Niklas Hartweg vom Skiclub Einsiedeln hat sich schneller in der Biathlon-Weltelite etabliert als erwartet. Gerne schaut er auf die erfolgreiche Saison zurück.

Es ist erst ein halbes Jahr her, da sass Biathlet Niklas Hartweg beim Interview und gab seine Ziele für seinen ersten kompletten Weltcup-Winter preis. Konstante Ränge in den Top-30 peilte er damals an, mit einzelnen Top-20-Resultaten. Er lag definitiv falsch damit, im positiven Sinn. Er lief konstant, konstant gut bis hervorragend. Das blaue Trikot des besten U25-Läufers sowie den Pokal dazu hält er nun, nach Abschluss der langen Weltcup-Saison, in den Händen. «Wenn ich ganz ehrlich bin: Der erste Podestplatz in Kontiolahti zu Beginn der Saison gehört gar nicht unbedingt zu meinen besten Momenten der Saison», erklärt Niklas Hartweg überraschend. Ende November lief er im Einzel auf den unerwartet sensationellen 2. Rang hinter dem Schweden Martin Ponsiluoma. «Da hatte ich keinen Druck, realisierte erst viel später, was passiert war.» Es war der Anfang einer unglaublichen Saison, der Aufstieg an die Weltspitze. Am Schluss reichte es für den Wollerauer auf den 11. Rang im Gesamtweltcup. 608 Punkte konnte er sich in seiner Debut-Saison sichern.
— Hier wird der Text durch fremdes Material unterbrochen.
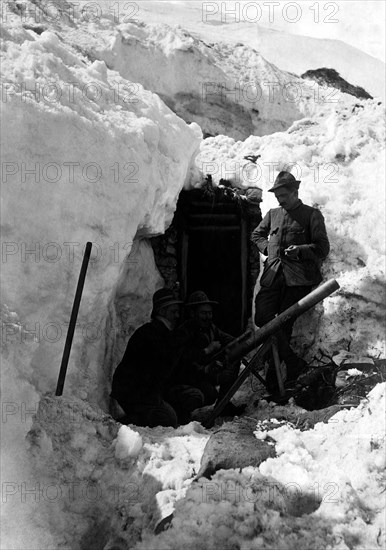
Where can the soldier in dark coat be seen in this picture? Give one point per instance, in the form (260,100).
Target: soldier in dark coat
(198,339)
(142,381)
(294,238)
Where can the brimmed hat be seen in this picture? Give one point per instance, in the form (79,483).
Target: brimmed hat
(285,179)
(199,298)
(163,298)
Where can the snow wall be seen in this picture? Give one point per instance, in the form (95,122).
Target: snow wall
(82,162)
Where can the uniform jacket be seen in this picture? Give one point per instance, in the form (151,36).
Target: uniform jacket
(302,226)
(146,365)
(191,340)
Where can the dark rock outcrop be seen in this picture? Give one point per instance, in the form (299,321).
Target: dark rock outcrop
(332,78)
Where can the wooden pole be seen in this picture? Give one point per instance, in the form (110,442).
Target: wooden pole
(74,315)
(261,339)
(310,300)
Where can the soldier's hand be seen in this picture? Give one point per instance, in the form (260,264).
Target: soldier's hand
(292,251)
(213,346)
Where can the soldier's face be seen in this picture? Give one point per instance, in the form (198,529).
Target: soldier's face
(286,197)
(203,315)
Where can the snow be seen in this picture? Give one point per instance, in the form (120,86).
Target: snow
(129,443)
(92,153)
(338,155)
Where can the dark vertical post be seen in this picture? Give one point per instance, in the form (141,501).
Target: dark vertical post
(74,315)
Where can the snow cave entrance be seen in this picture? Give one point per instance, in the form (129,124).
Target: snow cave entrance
(208,248)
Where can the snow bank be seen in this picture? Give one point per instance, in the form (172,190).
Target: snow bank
(81,162)
(339,156)
(93,481)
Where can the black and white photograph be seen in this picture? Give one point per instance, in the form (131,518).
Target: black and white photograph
(193,258)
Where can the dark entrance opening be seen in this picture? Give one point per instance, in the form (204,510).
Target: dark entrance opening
(208,248)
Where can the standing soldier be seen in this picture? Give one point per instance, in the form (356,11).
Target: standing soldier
(294,238)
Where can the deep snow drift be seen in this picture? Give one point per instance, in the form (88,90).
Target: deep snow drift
(88,155)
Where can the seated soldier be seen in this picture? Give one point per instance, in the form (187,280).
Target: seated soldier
(140,382)
(198,340)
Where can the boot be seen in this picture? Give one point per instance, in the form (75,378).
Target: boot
(232,410)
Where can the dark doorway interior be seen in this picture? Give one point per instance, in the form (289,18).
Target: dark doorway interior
(213,253)
(208,248)
(214,265)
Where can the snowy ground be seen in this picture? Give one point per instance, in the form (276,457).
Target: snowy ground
(90,154)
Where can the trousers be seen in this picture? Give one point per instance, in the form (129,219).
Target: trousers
(273,300)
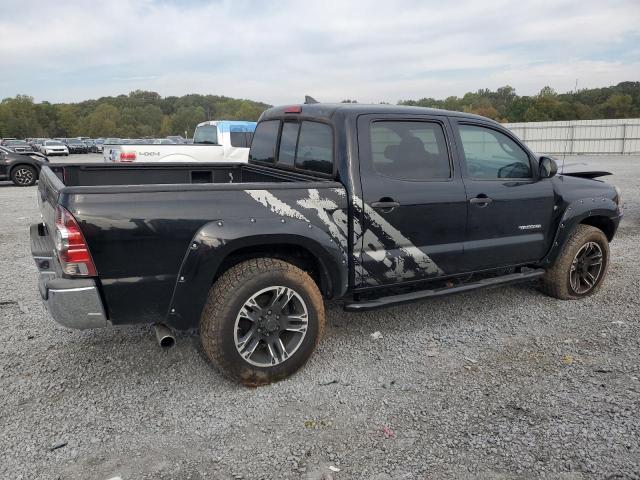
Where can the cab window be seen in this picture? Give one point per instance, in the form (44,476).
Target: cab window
(265,138)
(315,148)
(492,155)
(410,150)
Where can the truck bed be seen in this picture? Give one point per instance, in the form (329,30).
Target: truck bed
(139,220)
(74,175)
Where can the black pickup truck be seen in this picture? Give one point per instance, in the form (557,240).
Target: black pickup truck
(371,205)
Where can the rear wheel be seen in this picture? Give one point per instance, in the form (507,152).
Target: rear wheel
(24,175)
(582,266)
(262,320)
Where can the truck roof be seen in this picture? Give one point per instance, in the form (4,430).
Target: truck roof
(225,125)
(328,110)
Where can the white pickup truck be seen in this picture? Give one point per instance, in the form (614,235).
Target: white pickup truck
(213,141)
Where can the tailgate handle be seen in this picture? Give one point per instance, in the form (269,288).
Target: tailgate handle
(385,205)
(481,200)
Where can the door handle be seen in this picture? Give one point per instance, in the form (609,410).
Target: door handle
(481,200)
(384,205)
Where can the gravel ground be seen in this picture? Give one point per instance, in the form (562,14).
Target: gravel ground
(503,383)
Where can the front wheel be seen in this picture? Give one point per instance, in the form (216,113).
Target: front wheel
(24,175)
(581,267)
(262,320)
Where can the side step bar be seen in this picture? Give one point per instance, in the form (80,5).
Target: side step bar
(393,300)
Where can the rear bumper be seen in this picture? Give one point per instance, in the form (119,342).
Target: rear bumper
(72,302)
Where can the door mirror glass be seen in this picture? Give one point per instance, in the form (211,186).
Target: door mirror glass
(548,167)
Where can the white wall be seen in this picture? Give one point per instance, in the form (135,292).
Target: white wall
(580,136)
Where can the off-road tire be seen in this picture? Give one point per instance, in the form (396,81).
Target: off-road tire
(24,173)
(226,298)
(556,282)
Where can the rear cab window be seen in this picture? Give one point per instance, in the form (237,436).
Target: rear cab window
(206,134)
(301,145)
(265,140)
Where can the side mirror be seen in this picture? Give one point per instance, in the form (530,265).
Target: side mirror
(548,167)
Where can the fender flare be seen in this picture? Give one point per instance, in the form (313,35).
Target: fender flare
(575,213)
(216,240)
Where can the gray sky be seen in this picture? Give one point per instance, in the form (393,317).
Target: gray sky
(278,51)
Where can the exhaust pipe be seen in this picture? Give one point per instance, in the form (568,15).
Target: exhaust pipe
(164,336)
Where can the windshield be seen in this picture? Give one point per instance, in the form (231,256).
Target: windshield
(207,134)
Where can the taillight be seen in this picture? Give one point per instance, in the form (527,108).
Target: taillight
(71,246)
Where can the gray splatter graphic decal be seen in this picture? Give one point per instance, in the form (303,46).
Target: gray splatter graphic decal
(381,254)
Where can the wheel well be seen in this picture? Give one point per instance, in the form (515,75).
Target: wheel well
(17,165)
(294,254)
(603,223)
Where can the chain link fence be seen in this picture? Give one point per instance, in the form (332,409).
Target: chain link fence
(619,137)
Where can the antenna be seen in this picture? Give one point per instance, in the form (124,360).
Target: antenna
(566,138)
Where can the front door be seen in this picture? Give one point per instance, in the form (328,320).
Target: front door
(510,207)
(414,205)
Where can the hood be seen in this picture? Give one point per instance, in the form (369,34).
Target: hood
(582,170)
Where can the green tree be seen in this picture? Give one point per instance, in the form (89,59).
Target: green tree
(103,121)
(186,119)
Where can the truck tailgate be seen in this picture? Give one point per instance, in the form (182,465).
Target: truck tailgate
(49,186)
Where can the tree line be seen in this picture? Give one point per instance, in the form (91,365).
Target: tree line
(136,115)
(142,113)
(504,105)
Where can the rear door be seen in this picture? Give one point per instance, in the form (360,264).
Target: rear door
(510,207)
(414,203)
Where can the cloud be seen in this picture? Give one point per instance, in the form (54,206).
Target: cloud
(278,51)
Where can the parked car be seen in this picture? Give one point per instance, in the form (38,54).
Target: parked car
(89,143)
(54,147)
(370,205)
(177,139)
(216,141)
(17,146)
(76,146)
(98,145)
(37,144)
(21,168)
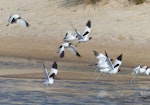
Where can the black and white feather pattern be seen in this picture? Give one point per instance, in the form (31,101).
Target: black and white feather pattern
(70,47)
(17,19)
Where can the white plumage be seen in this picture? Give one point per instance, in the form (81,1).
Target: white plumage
(49,77)
(17,19)
(70,47)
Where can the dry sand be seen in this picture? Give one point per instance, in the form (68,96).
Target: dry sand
(117,27)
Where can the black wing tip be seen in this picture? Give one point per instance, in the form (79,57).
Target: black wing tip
(43,65)
(120,57)
(88,23)
(52,75)
(54,65)
(106,54)
(95,53)
(78,54)
(62,54)
(27,24)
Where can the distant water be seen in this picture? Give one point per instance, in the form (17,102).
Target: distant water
(33,92)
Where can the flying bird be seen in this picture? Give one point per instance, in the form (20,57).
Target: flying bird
(109,67)
(17,19)
(140,70)
(85,36)
(70,36)
(114,67)
(49,77)
(70,47)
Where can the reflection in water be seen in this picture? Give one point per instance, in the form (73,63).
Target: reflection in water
(31,91)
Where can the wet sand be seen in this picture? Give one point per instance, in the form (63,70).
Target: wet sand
(116,28)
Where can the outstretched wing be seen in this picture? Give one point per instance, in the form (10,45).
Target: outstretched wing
(73,50)
(23,22)
(61,51)
(87,29)
(118,61)
(45,72)
(99,56)
(108,60)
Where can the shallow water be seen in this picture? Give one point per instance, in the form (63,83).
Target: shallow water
(64,92)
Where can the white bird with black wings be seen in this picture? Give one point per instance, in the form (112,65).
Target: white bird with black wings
(17,19)
(49,77)
(70,47)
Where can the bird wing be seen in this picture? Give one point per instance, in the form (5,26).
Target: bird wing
(61,51)
(68,34)
(99,56)
(45,72)
(79,36)
(87,29)
(22,22)
(108,60)
(73,50)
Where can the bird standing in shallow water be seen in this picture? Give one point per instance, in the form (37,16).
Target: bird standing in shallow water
(49,78)
(17,19)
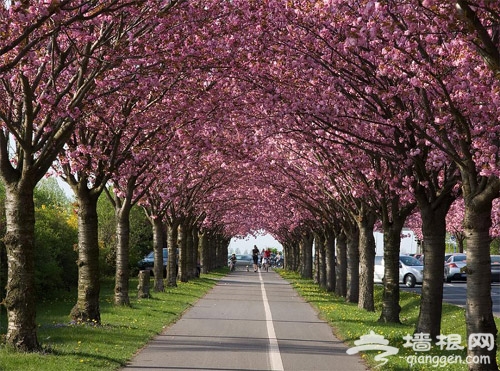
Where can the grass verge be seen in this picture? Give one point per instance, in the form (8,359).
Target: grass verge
(123,332)
(349,323)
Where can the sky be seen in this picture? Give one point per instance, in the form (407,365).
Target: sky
(246,245)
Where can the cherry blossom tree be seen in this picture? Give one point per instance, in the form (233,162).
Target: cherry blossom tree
(52,56)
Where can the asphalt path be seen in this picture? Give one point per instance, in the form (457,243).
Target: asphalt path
(456,293)
(248,321)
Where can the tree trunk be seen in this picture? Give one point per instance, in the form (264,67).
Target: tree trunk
(341,265)
(143,287)
(330,261)
(87,305)
(20,294)
(353,267)
(193,241)
(320,261)
(204,253)
(366,224)
(183,254)
(434,233)
(479,315)
(390,298)
(306,248)
(122,252)
(172,253)
(158,245)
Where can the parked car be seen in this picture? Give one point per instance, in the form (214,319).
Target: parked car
(495,268)
(410,270)
(148,262)
(455,268)
(242,260)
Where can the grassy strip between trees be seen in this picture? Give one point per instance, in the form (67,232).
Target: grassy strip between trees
(349,323)
(123,332)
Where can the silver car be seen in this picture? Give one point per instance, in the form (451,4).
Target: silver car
(410,270)
(455,268)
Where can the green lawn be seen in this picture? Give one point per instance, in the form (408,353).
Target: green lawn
(124,330)
(349,323)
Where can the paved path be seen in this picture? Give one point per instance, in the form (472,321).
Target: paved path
(248,321)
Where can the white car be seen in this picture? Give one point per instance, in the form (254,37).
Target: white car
(455,268)
(410,270)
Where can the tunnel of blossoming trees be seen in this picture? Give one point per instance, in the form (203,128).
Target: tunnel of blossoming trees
(317,122)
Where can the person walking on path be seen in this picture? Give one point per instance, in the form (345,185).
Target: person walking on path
(248,322)
(255,256)
(266,256)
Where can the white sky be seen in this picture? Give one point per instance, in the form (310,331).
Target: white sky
(245,245)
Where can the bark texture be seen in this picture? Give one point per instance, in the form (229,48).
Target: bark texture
(20,290)
(341,265)
(87,305)
(366,223)
(122,276)
(390,297)
(434,232)
(330,261)
(172,233)
(353,266)
(158,245)
(479,315)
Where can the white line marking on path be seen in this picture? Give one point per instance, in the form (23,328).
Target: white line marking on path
(274,349)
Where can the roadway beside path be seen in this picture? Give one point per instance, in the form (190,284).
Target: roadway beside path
(248,321)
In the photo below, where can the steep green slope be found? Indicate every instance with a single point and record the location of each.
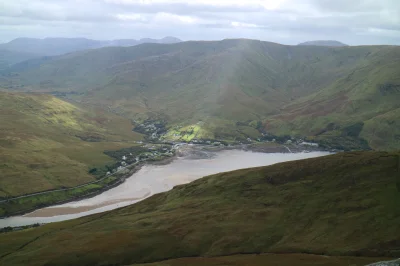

Jahrelange Rivalität 16 Punkte mehr als der zweitbeste U25-Läufer, der Italiener Tommaso Giacomel. Die beiden verbindet eine jahrelange Rivalität, aber auch eine enge Freundschaft. «Beim ersten Rennen, als wir aufeinander trafen, ha-ben wir beide einen Schiessfehler gemacht und die genau gleiche Laufzeit realisiert. Wir standen als 15-Jährige beide zuoberst auf dem Podest», erinnert sich Hartweg. «Bis heute kämpfen wir beide leidenschaftlich um die Punkte.» Da ist kein Neid im Spiel, beide gönnen einander die Punkte. Dass Hartweg am Schluss der Saison den Pokal und das blaue Trikot in den Händen hält, das stand lange auf Messers Schneide. «Östersund war ein Desaster», urteilt Hartweg. Es war das zweitletzte Wochenende vor dem Finale in Oslo. Giacomel war in Hochform, Hartweg kam nicht auf Touren, lief nur hinterher. «Da haben mich Läufer stehengelassen, die ich sonst problemlos im Griff habe.» Der Italiener überholte den Wollerauer im Klassement und setzte sich im Ranking deutlich ab. Hartweg fühlte sich müde, muss-te das Training drei Tage lang aussetzen und ging ohne Form in Holmenkollen an den Start. Giacomel holte als 14. im Sprint wieder viele Punkte, Hartweg als 32. ein paar wenige.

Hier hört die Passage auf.